1955 yılında aslen Siirt'li bir ailenin beşinci çocuğu olarak Dünya'ya geldi. Ancak kendine yetebilen ekonomik düzeyde bir ailenin çocuğu olan Emine Erdoğan için o dönemlerde First Lady olacağı söylense buna pek az kişi inanırdı. Hayriye Teyze'siyle beraber bulundukları evin bahçesindeki incirleri çalmaya çalışan çocukları sıkça kovalayan Emine Erdoğan'ın pek çok çocuğu azarlamış olmasına rağmen, hiçbirinin ağzından küfür duymadığından bahsedilmektedir.
1970 yılında Ağabey'i Hüseyin tarafından kendisine örtünmesi gerektiği söylendi. Bu kurala o dönemlerde oldukça içerleyen ve bunu nasıl yapacağı konusundan tereddütleri olan Emine Erdoğan için, Şule Yüksel Şenler’le tanışması bir şans olmuş. Şule Hanım, Emine Erdoğan'a bir kadının hem modern hem kültürlü hem de örtülü olabileceğini göstermiş. Bunun üzerine Emine Erdoğan örtünme konusunda razı olmuş.

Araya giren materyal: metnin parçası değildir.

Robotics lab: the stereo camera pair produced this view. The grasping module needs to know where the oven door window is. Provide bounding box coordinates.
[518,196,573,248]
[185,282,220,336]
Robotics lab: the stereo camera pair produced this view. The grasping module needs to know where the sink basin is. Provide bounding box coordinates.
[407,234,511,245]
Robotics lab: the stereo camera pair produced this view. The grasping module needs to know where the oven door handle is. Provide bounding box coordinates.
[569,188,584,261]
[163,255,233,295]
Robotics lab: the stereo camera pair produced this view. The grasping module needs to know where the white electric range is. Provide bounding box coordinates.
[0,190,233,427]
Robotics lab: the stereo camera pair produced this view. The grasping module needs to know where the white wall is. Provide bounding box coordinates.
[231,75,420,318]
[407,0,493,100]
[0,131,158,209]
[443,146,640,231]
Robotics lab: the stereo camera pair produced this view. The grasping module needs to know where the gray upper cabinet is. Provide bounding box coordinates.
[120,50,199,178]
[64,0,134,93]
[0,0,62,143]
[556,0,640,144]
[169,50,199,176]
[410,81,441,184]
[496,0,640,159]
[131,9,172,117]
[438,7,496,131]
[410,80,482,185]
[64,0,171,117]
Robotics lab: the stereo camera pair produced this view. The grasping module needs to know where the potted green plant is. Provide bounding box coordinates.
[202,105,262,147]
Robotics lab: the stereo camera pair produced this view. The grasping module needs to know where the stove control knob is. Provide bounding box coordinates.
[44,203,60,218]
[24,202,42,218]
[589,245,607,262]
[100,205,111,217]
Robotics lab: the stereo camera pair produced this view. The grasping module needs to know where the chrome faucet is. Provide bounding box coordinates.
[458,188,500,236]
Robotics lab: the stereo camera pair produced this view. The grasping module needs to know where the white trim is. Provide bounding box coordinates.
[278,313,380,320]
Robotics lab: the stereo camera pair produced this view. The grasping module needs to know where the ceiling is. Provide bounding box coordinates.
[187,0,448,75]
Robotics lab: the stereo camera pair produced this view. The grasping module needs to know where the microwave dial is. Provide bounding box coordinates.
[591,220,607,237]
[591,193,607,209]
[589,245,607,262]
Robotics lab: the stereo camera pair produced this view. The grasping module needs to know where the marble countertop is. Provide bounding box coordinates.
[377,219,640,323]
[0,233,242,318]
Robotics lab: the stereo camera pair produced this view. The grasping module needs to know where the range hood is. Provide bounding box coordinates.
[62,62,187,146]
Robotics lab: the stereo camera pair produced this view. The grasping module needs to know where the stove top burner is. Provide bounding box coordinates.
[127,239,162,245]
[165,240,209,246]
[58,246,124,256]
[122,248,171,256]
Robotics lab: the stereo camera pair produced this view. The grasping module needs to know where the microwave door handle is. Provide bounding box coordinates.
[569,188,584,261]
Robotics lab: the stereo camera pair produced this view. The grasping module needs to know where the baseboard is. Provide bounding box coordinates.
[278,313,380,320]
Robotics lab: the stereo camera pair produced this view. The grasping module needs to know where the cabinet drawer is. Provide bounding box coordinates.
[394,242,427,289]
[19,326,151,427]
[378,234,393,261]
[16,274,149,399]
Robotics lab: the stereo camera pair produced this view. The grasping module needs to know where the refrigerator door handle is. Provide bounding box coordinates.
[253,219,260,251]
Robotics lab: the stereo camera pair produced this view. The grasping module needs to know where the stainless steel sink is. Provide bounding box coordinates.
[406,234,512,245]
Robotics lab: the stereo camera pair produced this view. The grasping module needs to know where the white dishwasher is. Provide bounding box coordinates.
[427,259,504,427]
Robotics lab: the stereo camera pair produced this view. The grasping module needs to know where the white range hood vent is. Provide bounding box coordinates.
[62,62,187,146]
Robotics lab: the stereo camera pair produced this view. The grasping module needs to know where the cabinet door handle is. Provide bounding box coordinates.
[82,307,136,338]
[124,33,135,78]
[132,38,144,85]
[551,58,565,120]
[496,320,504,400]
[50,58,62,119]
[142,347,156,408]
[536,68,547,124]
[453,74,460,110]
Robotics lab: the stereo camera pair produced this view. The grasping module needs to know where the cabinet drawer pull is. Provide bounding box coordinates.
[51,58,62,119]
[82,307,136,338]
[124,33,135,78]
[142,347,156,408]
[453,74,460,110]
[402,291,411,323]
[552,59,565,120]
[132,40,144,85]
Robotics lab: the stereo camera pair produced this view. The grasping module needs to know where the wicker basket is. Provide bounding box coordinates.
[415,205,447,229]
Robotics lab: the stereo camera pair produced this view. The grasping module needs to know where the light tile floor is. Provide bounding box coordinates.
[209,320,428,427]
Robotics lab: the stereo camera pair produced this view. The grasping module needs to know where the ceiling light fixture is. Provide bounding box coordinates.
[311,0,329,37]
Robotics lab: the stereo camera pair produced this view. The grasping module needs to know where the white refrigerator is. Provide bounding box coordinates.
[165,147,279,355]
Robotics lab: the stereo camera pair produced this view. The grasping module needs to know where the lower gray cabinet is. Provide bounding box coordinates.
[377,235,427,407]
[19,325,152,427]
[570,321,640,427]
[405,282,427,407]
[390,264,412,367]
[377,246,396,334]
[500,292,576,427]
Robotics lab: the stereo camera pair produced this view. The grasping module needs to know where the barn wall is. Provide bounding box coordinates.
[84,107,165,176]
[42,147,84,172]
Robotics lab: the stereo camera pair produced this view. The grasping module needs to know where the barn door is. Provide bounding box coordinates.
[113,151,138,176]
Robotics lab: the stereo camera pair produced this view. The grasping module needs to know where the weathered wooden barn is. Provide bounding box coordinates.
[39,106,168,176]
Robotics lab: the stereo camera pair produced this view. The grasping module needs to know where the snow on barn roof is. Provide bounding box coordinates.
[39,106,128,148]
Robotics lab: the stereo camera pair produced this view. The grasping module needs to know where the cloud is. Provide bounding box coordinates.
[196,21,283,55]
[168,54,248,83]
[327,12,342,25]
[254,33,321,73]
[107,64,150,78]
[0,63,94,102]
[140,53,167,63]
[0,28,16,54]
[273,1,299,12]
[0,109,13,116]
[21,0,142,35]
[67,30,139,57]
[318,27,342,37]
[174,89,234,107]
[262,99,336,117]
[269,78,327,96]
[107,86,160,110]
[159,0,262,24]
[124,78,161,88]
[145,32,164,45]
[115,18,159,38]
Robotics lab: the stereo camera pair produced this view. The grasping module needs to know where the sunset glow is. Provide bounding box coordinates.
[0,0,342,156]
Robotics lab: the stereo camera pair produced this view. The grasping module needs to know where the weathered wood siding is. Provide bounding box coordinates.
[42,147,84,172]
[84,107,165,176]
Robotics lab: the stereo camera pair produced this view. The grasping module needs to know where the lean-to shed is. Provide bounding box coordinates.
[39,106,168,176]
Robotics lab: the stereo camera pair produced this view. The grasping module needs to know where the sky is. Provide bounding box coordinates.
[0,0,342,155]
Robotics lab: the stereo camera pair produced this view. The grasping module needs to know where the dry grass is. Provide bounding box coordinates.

Ortaokul'dan sonra okumayı lüzumlu görmediği için okulu bıraktığı söylenen Emine Erdoğan, evlilik sürecinde eş adayının eğitimli olmasına oldukça önem vermiş. Bazı taliplerin Emine Hanım'ı ikna edememesinin ardından, kendisi bir genci gece rüyasında görmüş. Ertesi gün Necmettin Erbakan’ın da katılacağı bir toplantıda konuşan ve şiir okuyan delikanlı dün gece Emine Hanım'ın rüyasında gördüğü kişiymiş. Kalbi hızla çarpan Emine Erdoğan bu vesileyle eşi olan Recep Tayyip Erdoğan ile tanışmış.
Türk First Lady'nin en öne çıkan özellikleri 2000'li yıllardan sonra gitgide değişen giyim tarzı, kimilerine göre güzel sesidir. Söylenen o ki çok iyi Arapça bilir. Kuran’ı Kerim’i çok iyi okur. Ayrıca da araba kullanmak da zevkleri arasındadır.
Emine Erdoğan, eşinin başbakanlığı sürecinde en çok Davos zirvesinde israil lider için yaptığı "Tamamen yalan söyledi" çıkışıyla konuşuldu. Ayrıca bayram öncesinde alışveriş yapmak için alış veriş merkezini tamamen kapatması ile de gündeme gelmiştir.